If the power of the independent variable is more than 1, the regression equation is a polynomial regression equation. A polynomial equation is represented by the equation below:
The best fit line in this regression procedure is not a straight line. Rather, it’s a curve that fits the data points.
4. Regression in Steps
When dealing with several independent variables, this type of regression is used. The selection of independent variables is done with the help of an automatic method that does not require human interaction in this technique.
To accomplish this feat, statistical parameters like as R-square, t-stats, and the AIC metric are used to identify significant factors. Stepwise regression is a method of fitting a regression model by adding or removing co-variates one at a time, according to a set of criteria. The following are some of the most commonly used Stepwise regression methods:
Stepwise regression, in its most basic form, accomplishes two goals. For each stage, it adds and removes predictors as needed.

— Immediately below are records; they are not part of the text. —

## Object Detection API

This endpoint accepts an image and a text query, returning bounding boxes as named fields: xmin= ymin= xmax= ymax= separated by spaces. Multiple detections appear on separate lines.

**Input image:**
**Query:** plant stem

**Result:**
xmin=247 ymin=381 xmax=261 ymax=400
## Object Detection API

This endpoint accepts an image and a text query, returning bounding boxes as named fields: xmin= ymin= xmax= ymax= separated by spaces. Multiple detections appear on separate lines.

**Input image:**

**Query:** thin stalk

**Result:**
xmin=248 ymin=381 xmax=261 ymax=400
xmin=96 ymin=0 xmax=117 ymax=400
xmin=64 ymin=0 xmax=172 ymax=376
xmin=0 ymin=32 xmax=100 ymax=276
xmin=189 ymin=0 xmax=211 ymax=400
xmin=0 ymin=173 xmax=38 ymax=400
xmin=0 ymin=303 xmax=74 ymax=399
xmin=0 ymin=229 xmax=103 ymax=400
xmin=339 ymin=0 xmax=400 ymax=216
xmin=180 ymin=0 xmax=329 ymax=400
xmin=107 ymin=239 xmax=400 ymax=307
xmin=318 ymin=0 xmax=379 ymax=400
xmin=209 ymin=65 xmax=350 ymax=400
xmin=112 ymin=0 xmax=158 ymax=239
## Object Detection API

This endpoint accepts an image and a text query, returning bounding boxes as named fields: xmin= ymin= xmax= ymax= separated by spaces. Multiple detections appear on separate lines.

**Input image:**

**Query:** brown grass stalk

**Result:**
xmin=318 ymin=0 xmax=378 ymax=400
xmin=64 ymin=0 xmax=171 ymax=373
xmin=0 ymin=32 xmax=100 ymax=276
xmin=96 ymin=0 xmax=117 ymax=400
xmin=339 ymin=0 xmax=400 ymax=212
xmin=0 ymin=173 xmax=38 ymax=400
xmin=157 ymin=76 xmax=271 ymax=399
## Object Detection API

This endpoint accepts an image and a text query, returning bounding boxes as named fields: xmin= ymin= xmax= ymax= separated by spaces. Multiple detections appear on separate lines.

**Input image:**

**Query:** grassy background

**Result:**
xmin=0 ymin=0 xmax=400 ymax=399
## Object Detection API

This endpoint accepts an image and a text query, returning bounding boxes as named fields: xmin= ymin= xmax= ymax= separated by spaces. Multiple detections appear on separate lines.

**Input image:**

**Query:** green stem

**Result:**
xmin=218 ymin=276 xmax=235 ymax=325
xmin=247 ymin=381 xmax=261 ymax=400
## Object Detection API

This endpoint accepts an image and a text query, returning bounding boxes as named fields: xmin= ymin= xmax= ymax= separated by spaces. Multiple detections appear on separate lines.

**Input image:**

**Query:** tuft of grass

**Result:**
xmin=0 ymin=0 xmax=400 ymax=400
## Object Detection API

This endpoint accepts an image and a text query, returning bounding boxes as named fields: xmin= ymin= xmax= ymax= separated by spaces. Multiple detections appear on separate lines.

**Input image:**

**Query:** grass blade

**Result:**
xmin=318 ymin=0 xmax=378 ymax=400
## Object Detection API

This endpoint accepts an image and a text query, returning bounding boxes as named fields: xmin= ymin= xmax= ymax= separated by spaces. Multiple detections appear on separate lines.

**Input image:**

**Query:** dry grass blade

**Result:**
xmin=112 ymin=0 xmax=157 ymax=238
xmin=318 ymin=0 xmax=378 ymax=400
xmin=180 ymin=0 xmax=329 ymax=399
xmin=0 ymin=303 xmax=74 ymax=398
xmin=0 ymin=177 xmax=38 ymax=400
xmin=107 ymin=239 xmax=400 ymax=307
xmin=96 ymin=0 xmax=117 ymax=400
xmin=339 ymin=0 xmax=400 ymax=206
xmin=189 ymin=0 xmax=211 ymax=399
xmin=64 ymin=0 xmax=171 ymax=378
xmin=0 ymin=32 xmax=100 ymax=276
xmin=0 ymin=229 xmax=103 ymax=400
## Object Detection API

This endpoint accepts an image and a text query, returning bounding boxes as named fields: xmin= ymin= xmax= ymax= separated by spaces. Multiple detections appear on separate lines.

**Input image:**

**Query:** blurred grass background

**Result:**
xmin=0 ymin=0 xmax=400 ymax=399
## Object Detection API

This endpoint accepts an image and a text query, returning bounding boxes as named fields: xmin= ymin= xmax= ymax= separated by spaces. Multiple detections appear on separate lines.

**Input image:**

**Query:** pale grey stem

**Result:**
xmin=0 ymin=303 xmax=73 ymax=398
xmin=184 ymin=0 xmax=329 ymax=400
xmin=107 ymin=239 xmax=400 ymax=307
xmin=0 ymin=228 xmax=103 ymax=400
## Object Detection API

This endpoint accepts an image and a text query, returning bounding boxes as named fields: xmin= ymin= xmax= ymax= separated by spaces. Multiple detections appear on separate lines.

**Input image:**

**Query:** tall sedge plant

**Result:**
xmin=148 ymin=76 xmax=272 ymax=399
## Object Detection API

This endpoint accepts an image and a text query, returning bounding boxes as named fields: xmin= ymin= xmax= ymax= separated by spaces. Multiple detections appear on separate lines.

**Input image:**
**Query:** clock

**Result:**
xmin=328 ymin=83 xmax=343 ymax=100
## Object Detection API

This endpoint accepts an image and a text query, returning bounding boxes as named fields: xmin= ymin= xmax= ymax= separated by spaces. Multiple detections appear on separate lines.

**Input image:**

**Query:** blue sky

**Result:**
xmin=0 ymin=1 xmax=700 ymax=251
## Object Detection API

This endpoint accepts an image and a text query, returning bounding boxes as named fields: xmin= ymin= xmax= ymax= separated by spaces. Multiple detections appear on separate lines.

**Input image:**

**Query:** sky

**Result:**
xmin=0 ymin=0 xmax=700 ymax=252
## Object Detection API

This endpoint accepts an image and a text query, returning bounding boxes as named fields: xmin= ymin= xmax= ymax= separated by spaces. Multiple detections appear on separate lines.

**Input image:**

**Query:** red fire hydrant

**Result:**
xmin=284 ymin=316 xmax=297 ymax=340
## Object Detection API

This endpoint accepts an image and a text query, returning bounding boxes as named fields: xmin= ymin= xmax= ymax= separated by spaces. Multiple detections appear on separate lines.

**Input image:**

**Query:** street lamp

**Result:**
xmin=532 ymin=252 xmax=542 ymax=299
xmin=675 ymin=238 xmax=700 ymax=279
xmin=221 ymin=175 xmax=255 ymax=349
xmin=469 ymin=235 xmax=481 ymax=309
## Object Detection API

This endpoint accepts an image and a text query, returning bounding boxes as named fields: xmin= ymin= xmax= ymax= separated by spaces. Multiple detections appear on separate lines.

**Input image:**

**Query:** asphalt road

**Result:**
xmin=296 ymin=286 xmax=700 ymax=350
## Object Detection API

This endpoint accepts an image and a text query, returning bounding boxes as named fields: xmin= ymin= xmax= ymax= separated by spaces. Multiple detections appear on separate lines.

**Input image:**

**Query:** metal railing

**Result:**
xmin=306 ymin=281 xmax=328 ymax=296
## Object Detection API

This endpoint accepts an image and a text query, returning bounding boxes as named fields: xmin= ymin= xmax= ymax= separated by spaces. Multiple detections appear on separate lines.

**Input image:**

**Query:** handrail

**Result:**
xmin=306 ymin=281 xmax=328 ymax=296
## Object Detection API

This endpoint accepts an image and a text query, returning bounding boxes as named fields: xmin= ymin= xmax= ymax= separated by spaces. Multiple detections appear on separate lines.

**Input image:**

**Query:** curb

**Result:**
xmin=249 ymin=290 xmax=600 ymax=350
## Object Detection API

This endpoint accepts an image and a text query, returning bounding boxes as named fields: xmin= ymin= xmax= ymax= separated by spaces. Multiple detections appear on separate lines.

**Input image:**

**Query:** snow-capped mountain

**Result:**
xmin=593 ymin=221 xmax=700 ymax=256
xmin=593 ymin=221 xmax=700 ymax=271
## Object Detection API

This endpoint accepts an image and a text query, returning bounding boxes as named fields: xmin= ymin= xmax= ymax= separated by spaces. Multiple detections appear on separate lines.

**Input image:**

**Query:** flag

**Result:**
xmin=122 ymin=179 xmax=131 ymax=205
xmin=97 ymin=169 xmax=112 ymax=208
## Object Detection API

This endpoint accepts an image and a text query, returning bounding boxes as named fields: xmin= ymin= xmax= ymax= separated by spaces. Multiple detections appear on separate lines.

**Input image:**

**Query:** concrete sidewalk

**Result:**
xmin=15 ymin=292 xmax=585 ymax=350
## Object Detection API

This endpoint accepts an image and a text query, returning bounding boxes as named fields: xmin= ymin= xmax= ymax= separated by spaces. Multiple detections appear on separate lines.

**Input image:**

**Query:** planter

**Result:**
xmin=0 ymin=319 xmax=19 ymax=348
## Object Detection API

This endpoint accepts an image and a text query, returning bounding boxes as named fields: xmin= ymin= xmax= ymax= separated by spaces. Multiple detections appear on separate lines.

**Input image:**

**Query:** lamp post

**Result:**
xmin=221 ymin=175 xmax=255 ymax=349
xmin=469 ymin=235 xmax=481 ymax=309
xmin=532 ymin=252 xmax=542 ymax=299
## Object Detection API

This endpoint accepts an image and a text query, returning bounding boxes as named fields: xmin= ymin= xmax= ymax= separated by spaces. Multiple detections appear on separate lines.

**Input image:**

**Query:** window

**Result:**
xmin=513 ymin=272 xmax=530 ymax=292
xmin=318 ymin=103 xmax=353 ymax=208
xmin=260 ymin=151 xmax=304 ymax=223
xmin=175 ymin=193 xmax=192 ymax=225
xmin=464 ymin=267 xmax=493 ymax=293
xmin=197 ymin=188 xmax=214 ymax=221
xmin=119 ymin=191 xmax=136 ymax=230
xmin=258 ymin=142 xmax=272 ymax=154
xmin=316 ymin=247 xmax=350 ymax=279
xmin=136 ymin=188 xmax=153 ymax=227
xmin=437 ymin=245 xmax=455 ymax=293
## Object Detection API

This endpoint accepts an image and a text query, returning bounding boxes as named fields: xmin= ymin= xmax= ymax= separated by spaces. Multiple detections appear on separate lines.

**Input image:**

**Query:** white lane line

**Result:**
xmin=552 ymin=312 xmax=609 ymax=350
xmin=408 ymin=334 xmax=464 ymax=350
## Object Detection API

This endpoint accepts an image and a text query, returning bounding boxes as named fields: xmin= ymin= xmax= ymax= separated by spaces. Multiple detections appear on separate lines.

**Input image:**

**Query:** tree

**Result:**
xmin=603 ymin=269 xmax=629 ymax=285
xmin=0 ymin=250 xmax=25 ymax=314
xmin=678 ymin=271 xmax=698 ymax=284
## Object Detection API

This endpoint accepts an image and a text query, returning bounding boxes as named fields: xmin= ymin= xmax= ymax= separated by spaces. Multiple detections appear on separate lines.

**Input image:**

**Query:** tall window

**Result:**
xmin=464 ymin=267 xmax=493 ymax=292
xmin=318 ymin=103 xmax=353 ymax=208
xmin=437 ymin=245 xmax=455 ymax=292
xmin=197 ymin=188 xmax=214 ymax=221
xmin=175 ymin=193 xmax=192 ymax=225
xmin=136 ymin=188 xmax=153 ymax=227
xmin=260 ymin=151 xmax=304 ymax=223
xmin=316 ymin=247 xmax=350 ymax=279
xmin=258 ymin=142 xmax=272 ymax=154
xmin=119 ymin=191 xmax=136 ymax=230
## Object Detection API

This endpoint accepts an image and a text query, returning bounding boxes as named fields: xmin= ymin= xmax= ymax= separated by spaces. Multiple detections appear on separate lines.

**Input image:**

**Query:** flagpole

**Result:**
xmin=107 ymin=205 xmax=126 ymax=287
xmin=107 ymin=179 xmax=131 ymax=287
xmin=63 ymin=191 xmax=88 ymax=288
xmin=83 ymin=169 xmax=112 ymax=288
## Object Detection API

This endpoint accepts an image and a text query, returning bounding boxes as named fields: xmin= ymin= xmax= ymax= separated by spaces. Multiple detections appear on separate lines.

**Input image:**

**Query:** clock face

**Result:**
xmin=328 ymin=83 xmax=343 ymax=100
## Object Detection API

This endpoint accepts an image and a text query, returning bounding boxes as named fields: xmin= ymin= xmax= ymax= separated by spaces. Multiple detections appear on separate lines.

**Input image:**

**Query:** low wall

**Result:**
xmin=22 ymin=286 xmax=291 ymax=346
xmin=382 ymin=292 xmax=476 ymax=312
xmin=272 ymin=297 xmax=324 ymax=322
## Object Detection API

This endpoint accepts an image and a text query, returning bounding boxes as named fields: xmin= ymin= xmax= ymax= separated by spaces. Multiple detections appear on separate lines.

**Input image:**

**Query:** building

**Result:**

Forward selection begins with the model’s most important predictor and adds a variable at each step.
5. Ridge Regression
Ridge Regression is a technique for dealing with multicollinear data (independent variables are highly correlated). Even though the least-squares estimates (OLS) are unbiased in multicollinearity, their variances are substantial, causing the observed value to diverge significantly from the true value. Ridge regression reduces standard errors by adding a degree of bias to the regression estimates.
6. Lasso Regression
Similar to Ridge Regression, Lasso (Least Absolute Shrinkage and Selection Operator) also penalizes the absolute size of the regression coefficients. In addition, it is capable of reducing the variability and improving the accuracy of linear regression models. Look at the equation below: Lasso regression differs from ridge regression in a way that it uses absolute values in the penalty function, instead of squares. This leads to penalizing (or equivalently constraining the sum of the absolute values of the estimates) values which causes some of the parameter estimates to turn out exactly zero. The larger the penalty applied, the further the estimates get shrunk towards absolute zero. This results in variable selection out of given n variables.
7. ElasticNet Regression
ElasticNet is a hybrid of Lasso and Ridge Regression techniques. It is trained with L1 and L2 prior as regularizers. Elastic-net is useful when there are multiple features that are correlated. Lasso is likely to pick one of these at random, while elastic-net is likely to pick both.
A practical advantage of trading-off between Lasso and Ridge is that, it allows Elastic-Net to inherit some of Ridge’s stability under rotation.